Но Базиль взял у нее из рук свечу и поставил на подоконник.
— Видно, я больше тебе не мил, — сказал он. — Ну-ка, погляди мне в глаза, — и он приподнял ее лицо за подбородок. При слабом пламени свечи все же было видно, как это молодое красивое лицо залилось густым румянцем.
— Пуще прежнего милы. Чай, сами видите, — с глубокой нежностью произнесла Улинька. — А прийти никак невозможно…
Базиль вдруг крепко взял ее за плечи.
— А если я прикажу тебе нынче же в ночь прийти ко мне, — изменившимся, требовательным голосом спросил он, отделяя каждое слово, — ты, что же, и тогда не придешь?!
Улинька мгновенно побледнела так, что темная родинка над губой сделалась вдруг угольно-черной. Гибким движением освободив свои плечи от пальцев Базиля, она проговорила с горькой усмешкой:
— Помилуйте, батюшка барин, осмелюсь ли я, холопка, ослушаться воли господской… — и застыла в обычном для крепостных покорном поклоне. Пальцы ее опущенных рук коснулись пола, а длинная золотистая коса, свесившись через плечо, скользнула по лакированному ботфорту Базиля…
Он резко повернулся и, звеня шпорами, быстро взбежал по лестнице, ведущей в мезонин.
Всю ночь Улинька просидела у постели Элен. Та несколько раз отправляла ее спать, но Улинька делала вид, что не слышит этих приказаний, и не поднимала головы, склоненной на спинку кровати.
«Ну, и пусть спит», — поправляя подушки, подумала Елена. И уж не слышала, как, осторожно ступая, подошла сестра Маша и прикоснулась пальцами к ее лбу.
При свете свечи пальцы Маши влажно блеснули; она радостно вздохнула.
— Вспотели-с? — чуть слышно спросила Улинька.
— Да, да. Я так рада. Хорошо, что маменьке с папенькой не сказывали, а то бы они взволновались.
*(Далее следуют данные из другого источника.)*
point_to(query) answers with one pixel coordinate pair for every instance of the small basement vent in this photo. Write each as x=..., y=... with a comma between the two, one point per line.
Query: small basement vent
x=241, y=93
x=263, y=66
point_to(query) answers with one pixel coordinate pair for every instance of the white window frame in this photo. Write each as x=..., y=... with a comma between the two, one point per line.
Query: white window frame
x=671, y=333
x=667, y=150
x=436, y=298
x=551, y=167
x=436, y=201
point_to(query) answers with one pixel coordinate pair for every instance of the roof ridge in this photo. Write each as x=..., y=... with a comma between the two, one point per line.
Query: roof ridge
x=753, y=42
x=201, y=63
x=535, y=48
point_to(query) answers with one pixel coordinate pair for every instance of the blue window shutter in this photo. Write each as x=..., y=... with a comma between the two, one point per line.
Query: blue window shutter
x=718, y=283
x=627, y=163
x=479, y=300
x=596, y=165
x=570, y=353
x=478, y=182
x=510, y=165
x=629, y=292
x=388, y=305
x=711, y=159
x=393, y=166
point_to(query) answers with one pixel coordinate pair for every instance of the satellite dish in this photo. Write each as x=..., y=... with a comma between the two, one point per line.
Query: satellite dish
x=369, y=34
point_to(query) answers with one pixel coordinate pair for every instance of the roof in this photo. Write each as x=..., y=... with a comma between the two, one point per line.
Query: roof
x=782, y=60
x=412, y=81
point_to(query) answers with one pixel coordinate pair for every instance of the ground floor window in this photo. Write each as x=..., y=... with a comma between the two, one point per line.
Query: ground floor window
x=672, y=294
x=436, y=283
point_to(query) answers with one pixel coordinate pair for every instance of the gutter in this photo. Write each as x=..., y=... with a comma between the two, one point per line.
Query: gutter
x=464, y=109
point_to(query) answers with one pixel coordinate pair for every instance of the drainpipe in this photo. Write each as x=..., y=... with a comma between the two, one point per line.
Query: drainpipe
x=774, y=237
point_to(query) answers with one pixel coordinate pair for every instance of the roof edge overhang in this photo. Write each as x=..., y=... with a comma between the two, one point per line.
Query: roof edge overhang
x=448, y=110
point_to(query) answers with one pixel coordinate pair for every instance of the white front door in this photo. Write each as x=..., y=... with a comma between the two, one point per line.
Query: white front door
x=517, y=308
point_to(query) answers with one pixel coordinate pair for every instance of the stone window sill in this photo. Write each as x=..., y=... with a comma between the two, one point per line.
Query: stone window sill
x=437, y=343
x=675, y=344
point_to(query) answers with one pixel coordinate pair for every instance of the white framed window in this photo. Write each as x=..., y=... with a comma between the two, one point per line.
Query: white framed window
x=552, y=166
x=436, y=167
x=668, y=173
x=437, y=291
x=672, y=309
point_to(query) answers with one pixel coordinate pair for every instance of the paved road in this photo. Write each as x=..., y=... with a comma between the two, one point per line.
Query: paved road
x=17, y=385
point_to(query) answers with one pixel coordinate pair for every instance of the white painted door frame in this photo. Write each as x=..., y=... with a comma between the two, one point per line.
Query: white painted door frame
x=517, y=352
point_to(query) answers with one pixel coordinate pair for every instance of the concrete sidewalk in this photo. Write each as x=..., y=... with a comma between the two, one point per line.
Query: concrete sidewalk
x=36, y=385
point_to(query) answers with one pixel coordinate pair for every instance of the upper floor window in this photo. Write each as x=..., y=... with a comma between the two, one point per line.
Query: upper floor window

Маша заботливо поправила одеяло и попробовала приготовленное для сестры питье.
— А ты не заснешь? — заправляя под кружевной чепчик свои черные локоны, спросила она.
— Что вы, барышня, мне нынче и вовсе не до сна.
— Ну, сиди.
С утра двадцать четвертого ноября старуха Давыдова принимала поздравления. Вторая именинница — Катиш Орлова — сидела рядом.
По обычаю каменского дома, после молебна в гостиной у Екатерины Николаевны собирались на короткое время только свои. К гостям же выходили все вместе под звуки торжественного марша.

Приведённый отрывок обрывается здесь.